Re: Pending splice(file -> FIFO) excludes all other FIFO operations forever (was: ... always blocks read(FIFO), regardless of O_NONBLOCK on read side?)

From: Jens Axboe
Date: Fri Jul 07 2023 - 15:57:19 EST


On 7/7/23 1:10?PM, Linus Torvalds wrote:
> On Fri, 7 Jul 2023 at 10:21, Christian Brauner <brauner@xxxxxxxxxx> wrote:
>>
>> Forgot to say, fwiw, I've been running this through the LTP splice,
>> pipe, and ipc tests without issues. A hanging reader can be signaled
>> away cleanly with this.
>
> So that patch still has a couple of "wait for this" cases remaining.
>
> In particular, when we do a read, and we do have pipe buffers, both
> the read() system call and a number of internal splice functions will
> go "Ahh, I have data", and then do pipe_buf_confirm() and read it.
>
> Which then results in pipe_buf_confirm() blocking.
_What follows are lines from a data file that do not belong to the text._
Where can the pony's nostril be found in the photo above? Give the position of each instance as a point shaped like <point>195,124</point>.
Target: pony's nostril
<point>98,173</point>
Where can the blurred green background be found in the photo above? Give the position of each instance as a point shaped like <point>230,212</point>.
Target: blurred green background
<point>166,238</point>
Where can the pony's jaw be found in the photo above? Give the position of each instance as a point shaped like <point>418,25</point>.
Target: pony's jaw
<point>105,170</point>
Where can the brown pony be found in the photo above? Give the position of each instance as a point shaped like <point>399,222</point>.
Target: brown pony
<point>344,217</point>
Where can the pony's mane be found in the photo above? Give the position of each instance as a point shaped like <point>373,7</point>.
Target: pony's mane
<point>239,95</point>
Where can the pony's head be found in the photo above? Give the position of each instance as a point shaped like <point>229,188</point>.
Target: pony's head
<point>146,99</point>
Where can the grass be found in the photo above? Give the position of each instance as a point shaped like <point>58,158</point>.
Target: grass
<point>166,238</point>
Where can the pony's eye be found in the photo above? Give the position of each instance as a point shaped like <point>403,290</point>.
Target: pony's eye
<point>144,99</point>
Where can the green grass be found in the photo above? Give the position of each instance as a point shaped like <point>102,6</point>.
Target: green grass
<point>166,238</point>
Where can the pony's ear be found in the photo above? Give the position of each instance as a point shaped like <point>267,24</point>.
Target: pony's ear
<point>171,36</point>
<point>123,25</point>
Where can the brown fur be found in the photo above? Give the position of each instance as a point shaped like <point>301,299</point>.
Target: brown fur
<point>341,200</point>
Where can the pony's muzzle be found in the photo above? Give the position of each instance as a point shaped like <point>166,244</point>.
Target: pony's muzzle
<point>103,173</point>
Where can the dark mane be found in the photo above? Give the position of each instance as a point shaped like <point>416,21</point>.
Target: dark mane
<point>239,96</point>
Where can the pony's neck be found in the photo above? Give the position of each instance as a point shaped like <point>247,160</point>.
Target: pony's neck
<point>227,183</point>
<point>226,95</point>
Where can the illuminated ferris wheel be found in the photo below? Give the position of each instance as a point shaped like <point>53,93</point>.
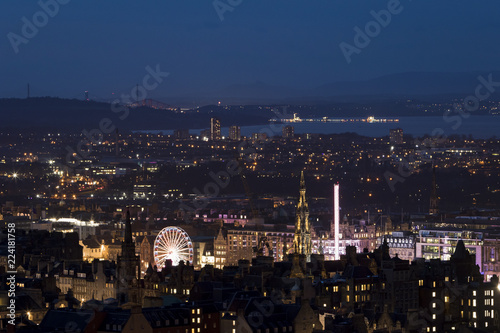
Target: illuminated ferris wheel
<point>172,243</point>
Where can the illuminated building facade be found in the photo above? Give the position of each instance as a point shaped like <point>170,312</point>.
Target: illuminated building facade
<point>302,239</point>
<point>215,131</point>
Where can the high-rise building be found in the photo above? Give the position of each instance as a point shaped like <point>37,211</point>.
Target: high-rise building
<point>288,132</point>
<point>302,242</point>
<point>234,133</point>
<point>396,136</point>
<point>215,133</point>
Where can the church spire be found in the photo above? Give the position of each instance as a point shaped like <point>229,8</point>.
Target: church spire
<point>433,208</point>
<point>302,239</point>
<point>128,229</point>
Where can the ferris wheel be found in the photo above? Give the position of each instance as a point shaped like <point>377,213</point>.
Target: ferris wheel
<point>172,243</point>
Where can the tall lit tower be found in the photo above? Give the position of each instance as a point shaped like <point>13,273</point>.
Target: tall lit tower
<point>434,202</point>
<point>302,243</point>
<point>128,268</point>
<point>215,133</point>
<point>336,219</point>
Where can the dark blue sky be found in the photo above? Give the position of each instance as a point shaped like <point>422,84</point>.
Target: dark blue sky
<point>104,46</point>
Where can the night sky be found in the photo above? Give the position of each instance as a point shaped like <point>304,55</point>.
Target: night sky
<point>104,46</point>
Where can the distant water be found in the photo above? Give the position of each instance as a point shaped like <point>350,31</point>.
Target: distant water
<point>478,126</point>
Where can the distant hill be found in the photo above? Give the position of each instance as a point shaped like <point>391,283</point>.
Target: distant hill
<point>72,114</point>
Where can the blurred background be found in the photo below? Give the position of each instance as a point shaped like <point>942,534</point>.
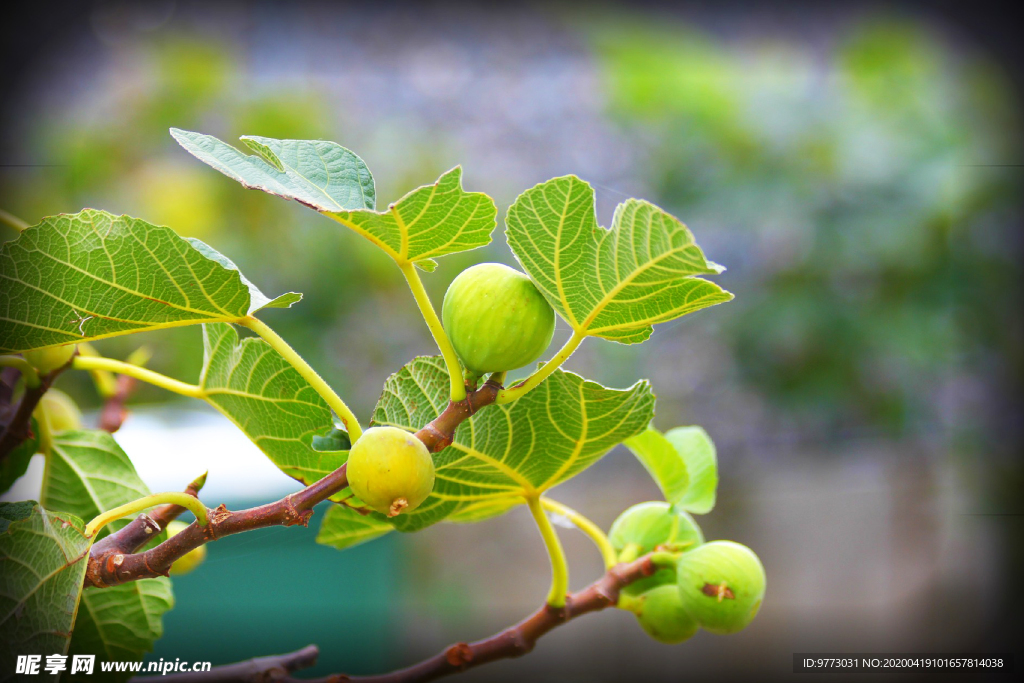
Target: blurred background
<point>856,169</point>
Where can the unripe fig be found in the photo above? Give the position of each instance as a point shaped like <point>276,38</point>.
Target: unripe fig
<point>660,613</point>
<point>60,411</point>
<point>722,585</point>
<point>390,470</point>
<point>47,359</point>
<point>650,524</point>
<point>497,318</point>
<point>189,560</point>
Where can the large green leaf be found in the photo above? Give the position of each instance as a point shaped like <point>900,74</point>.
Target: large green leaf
<point>79,276</point>
<point>428,222</point>
<point>16,462</point>
<point>322,175</point>
<point>121,624</point>
<point>266,397</point>
<point>683,464</point>
<point>612,284</point>
<point>88,473</point>
<point>507,452</point>
<point>42,566</point>
<point>344,527</point>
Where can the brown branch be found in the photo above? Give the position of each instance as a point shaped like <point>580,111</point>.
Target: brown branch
<point>115,413</point>
<point>19,426</point>
<point>260,670</point>
<point>439,433</point>
<point>512,642</point>
<point>113,568</point>
<point>114,563</point>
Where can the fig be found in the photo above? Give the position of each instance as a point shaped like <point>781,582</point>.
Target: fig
<point>60,411</point>
<point>390,470</point>
<point>660,613</point>
<point>647,525</point>
<point>189,560</point>
<point>722,585</point>
<point>497,318</point>
<point>47,359</point>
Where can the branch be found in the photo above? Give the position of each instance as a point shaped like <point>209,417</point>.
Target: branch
<point>260,670</point>
<point>512,642</point>
<point>440,432</point>
<point>115,413</point>
<point>111,567</point>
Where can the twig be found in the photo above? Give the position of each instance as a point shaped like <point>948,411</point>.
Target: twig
<point>260,670</point>
<point>19,428</point>
<point>115,413</point>
<point>512,642</point>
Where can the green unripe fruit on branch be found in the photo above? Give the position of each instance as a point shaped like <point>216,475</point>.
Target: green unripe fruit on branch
<point>497,318</point>
<point>646,525</point>
<point>189,560</point>
<point>722,585</point>
<point>660,613</point>
<point>60,411</point>
<point>390,470</point>
<point>47,359</point>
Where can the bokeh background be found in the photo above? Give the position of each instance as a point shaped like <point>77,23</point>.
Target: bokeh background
<point>856,169</point>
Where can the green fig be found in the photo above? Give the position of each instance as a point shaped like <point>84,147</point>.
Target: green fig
<point>660,613</point>
<point>60,411</point>
<point>189,560</point>
<point>497,318</point>
<point>722,585</point>
<point>47,359</point>
<point>390,470</point>
<point>647,525</point>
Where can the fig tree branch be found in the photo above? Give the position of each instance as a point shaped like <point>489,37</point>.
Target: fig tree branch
<point>512,642</point>
<point>259,670</point>
<point>17,428</point>
<point>111,565</point>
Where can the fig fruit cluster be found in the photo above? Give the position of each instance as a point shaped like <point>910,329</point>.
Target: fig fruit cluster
<point>497,318</point>
<point>715,586</point>
<point>390,470</point>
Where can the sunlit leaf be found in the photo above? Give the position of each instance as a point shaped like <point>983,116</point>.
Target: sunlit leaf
<point>266,397</point>
<point>322,175</point>
<point>613,284</point>
<point>16,462</point>
<point>344,527</point>
<point>663,462</point>
<point>507,452</point>
<point>43,559</point>
<point>92,274</point>
<point>88,473</point>
<point>121,623</point>
<point>697,451</point>
<point>428,222</point>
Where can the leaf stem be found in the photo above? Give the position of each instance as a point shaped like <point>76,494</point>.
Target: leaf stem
<point>190,503</point>
<point>436,329</point>
<point>119,367</point>
<point>519,389</point>
<point>587,526</point>
<point>28,372</point>
<point>308,374</point>
<point>559,567</point>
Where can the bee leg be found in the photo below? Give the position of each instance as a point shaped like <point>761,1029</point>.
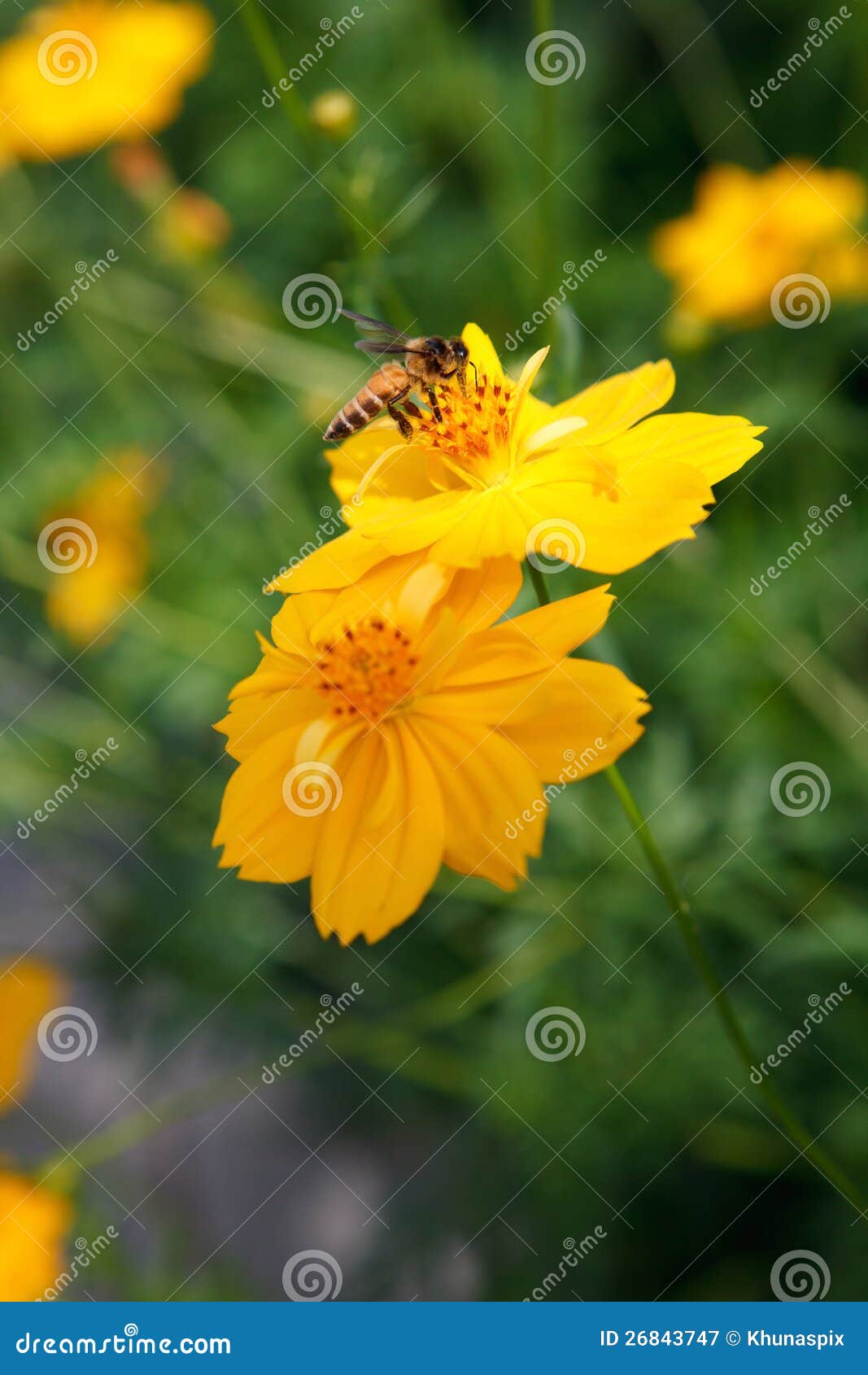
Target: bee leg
<point>403,424</point>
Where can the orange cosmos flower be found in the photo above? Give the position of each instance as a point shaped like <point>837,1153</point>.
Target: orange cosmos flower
<point>95,549</point>
<point>83,73</point>
<point>736,256</point>
<point>28,990</point>
<point>591,482</point>
<point>33,1223</point>
<point>394,727</point>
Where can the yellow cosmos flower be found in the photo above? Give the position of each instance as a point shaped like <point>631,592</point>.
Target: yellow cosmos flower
<point>33,1223</point>
<point>748,231</point>
<point>591,482</point>
<point>81,73</point>
<point>394,727</point>
<point>28,990</point>
<point>95,550</point>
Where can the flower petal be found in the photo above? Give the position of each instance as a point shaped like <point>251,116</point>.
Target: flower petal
<point>611,406</point>
<point>589,719</point>
<point>486,784</point>
<point>259,832</point>
<point>483,354</point>
<point>713,444</point>
<point>374,864</point>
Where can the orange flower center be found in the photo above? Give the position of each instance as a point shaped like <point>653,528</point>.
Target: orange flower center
<point>368,671</point>
<point>475,428</point>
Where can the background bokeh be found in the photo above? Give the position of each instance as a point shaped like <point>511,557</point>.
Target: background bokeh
<point>418,1141</point>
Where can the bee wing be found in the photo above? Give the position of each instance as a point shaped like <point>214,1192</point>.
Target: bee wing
<point>378,337</point>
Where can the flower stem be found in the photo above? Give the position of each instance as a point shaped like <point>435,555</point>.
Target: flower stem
<point>539,579</point>
<point>273,63</point>
<point>543,22</point>
<point>798,1133</point>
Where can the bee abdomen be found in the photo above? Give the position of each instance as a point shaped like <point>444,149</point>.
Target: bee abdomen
<point>388,382</point>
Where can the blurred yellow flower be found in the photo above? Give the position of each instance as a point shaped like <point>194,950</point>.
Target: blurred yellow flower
<point>28,990</point>
<point>83,73</point>
<point>750,231</point>
<point>394,727</point>
<point>33,1223</point>
<point>505,474</point>
<point>95,549</point>
<point>334,113</point>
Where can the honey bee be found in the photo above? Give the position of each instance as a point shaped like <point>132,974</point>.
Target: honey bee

It now blocks
> interruptibly, which is much nicer, but several of these users *could*
> just do a non-blocking confirmation instead, and wait for pipe
> readability.
>
> HOWEVER, that's slightly less trivial than you'd expect, because the
> "wait for readability" needs to be done without the pipe lock held -
> so you can't actually check the pipe buffer state at that point (since
> you need the pipe lock to look up the buffer).
>
> That's true even of "trivial" cases like actual user-space "read()
> with O_NONBLOCK and poll()" situations.
>
> Now, the solution to all this is *fairly* straightforward:
>
> (a) don't use "!pipe_empty()" for a readability check.
>
> We already have "pipe_readable()", but it's hidden in fs/pipe.c,
> so all the splice() code ended up writing the "does this pipe have
> data" using "!pipe_empty()" instead.
>
> (b) make "pipe_buf_confirm()" take a "non-blocking" boolean argument,
> and if it is non-blocking but hits one of those blocked pages, set
> "pipe->not_ready", and return -EAGAIN.
>
> This is ok, because "pipe_buf_confirm()" is always under the pipe
> lock, and we'll just clear "pipe->not_ready" under the pipe lock after
> finalizing all those pages (and before waking up readers)
>
> (c) make "pipe_wait_readable()" and "poll()" know about this all, so
> that we wait properly for a pipe that was not ready to become ready
>
> This all makes *most* users deal properly with these blocking events.
> In particular, things like splice_to_socket() can now do the whole
> proper "wait without holding the pipe lock" sequence, even when the
> pipe is not empty, just in this blocked state.
>
> This *may* also make all the cases Jens had with io_uring and splicing
> JustWork(tm).

Exactly! I was reading this thread with excitement just now, would be
nice to get rid of that kludge.

> NOTE! NOTE! NOTE! Once more, this "feels right to me", and I'd argue
> that the basic approach is fairly straightfoward. The patch is also
> not horrendous. It all makes a fair amount of sense. BUT! I haven't
> tested this, and like the previous patch, I really would want people
> to think about this a lot.
>
> Comments? Jens?

I'll take a closer look at this, but won't be until Monday most likely.
But the approach seems sane, and going in a more idiomatic direction
than before. So seems promising.

--
Jens Axboe